Updated

Six French nationals have been charged with kidnapping after a failed attempt to fly from Chad with 103 children a charity said were orphans from Sudan's war-battered Darfur region, authorities said Tuesday.

Interior Minister Ahmat Bachir said that, if they were found guilty, they would face up to 20 years in prison with hard labor. Prisoners in Chad are often put to work for the state.

A judge in the eastern city of Abeche also agreed late Monday to allow prosecution charges of complicity against three French journalists, Justice Minister Pahimi Padacket Albert said.

A seven-person flight crew also would be charged with complicity, he told The Associated Press. The accused would be flown this week to the capital, N'Djamena.

Authorities in Chad detained 17 people — nine of them French — after the French charity tried to put the children on a plane last week.

L'Arche de Zoe, or Zoe's Ark, said it had arranged French host families for the children to save them from possible death in Sudan's western Darfur region. More than four years of conflict there has left more than 200,000 people dead and 2.5 million displaced — many to eastern Chad.

French Justice Minister Rachida Dati said France had a judicial agreement with Chad that would enable the African country to return the six to France to face trial, if it chooses to do so.

"In the framework of this agreement, Chad can say, 'we are leaving France the possibility of handling this judicial case,"' a step that has not happened so far, she told Europe-1 radio.

French Foreign Ministry spokeswoman Pascale Andreani said Tuesday that France was sending a doctor and legal adviser to meet with the group's detained members.

Asked how the group could have made such detailed arrangements without the government being aware, Andreani said: "We are not in a police state. We do not control the comings and goings of everyone."

"We understand the desire of aid groups (to help people), but let's do it in a reasonable manner," she said.

Andreani said the origin of the children was still not clear, as well as whether they were in fact orphans.

She said France would decide whether to request extradition of the group's members after Chadian judicial officials ruled on the case.

Gilbert Collard, a lawyer for the group, said the charges against his clients were less severe than he had feared, given harsh comments by President Idriss Deby about them.

"Now we are going to work with Chadian lawyers and contest all the elements against them, one by one," he said. "We are entering difficult territory, but one that is now clearly defined."

Seven Spanish citizens who work for a Barcelona-based charter airline also were detained in the case, as was a pilot from Belgium, the two countries said. The Chad justice minister made no mention of the Belgian citizen, whose legal status in the country was not known.

Deby denounced it as a "straightforward kidnapping" and promised punishment for those involved. French authorities also have condemned the charity's plans.
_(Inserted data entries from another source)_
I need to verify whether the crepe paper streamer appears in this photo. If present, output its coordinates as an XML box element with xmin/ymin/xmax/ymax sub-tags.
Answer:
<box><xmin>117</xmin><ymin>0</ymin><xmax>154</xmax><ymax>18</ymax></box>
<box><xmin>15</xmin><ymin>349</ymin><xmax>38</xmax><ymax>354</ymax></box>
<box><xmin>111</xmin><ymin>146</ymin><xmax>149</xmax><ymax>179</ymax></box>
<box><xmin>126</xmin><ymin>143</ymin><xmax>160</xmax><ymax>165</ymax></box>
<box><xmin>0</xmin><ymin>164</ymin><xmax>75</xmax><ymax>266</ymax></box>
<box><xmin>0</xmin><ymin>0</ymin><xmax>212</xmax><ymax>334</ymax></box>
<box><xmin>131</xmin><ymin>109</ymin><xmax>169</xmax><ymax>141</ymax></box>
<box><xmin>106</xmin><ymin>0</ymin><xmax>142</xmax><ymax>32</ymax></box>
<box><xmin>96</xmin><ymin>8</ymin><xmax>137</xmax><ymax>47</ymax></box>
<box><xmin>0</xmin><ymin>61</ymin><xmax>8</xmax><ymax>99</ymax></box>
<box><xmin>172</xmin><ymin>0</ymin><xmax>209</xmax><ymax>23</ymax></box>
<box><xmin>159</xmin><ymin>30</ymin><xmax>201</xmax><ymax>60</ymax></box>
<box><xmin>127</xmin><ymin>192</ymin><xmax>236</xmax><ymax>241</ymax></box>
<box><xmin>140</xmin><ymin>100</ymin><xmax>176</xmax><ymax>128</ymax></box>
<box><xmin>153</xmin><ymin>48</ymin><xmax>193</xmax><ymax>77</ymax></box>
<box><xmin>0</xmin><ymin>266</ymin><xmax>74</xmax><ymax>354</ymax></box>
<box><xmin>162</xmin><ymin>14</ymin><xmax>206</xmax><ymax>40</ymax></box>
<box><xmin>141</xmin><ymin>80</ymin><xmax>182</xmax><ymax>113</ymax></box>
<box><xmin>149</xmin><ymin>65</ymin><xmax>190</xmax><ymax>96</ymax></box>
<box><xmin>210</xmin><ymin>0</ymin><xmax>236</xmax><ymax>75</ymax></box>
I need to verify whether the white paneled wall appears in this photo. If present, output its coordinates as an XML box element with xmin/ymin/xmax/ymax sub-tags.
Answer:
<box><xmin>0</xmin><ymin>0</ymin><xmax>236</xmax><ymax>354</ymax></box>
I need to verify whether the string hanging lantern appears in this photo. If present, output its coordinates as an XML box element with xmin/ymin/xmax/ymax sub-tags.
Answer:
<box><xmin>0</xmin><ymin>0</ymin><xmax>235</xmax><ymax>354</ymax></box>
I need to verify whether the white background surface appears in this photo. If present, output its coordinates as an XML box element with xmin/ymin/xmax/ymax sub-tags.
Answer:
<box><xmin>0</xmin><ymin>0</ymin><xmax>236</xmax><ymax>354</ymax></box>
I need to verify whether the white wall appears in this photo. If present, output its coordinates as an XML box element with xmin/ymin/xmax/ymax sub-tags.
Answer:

French President Nicolas Sarkozy called Deby this weekend to discuss the case, which has unfolded as the EU is preparing a peacekeeping force in Chad and Central African Republic to help refugees along their borders with Darfur.

France has led the push for the peacekeepers, and the uproar over the charity's actions risked complicating efforts to ensure a smooth start for the force, which Chad initially had resisted.

Andreani insisted there was "no link" between this debacle and the deployment of the EU force.

Two of the detained journalists were covering the operation and a third was reportedly present for personal reasons, according to the media watchdog group Reporters Without Borders. Sarkozy insisted during his conversation with Deby that the journalists' status must be respected, the Foreign Ministry said.

Herve Chabalier, who runs the CAPA TV agency, insisted that reporter Marc Garmirian was just there doing his job as a journalist.

"Obviously I am distraught, because the last news we had last night suggested that a distinction would finally be made" (between the journalists and volunteers of the charity), Chabalier told France Info radio. "Obviously that was not done."

"What I wanted was to prevent Marc from getting into the cogs of Chad's justice system, because it will take longer and because this guy, who represents freedom of information, is going to be deprived of freedom," he said.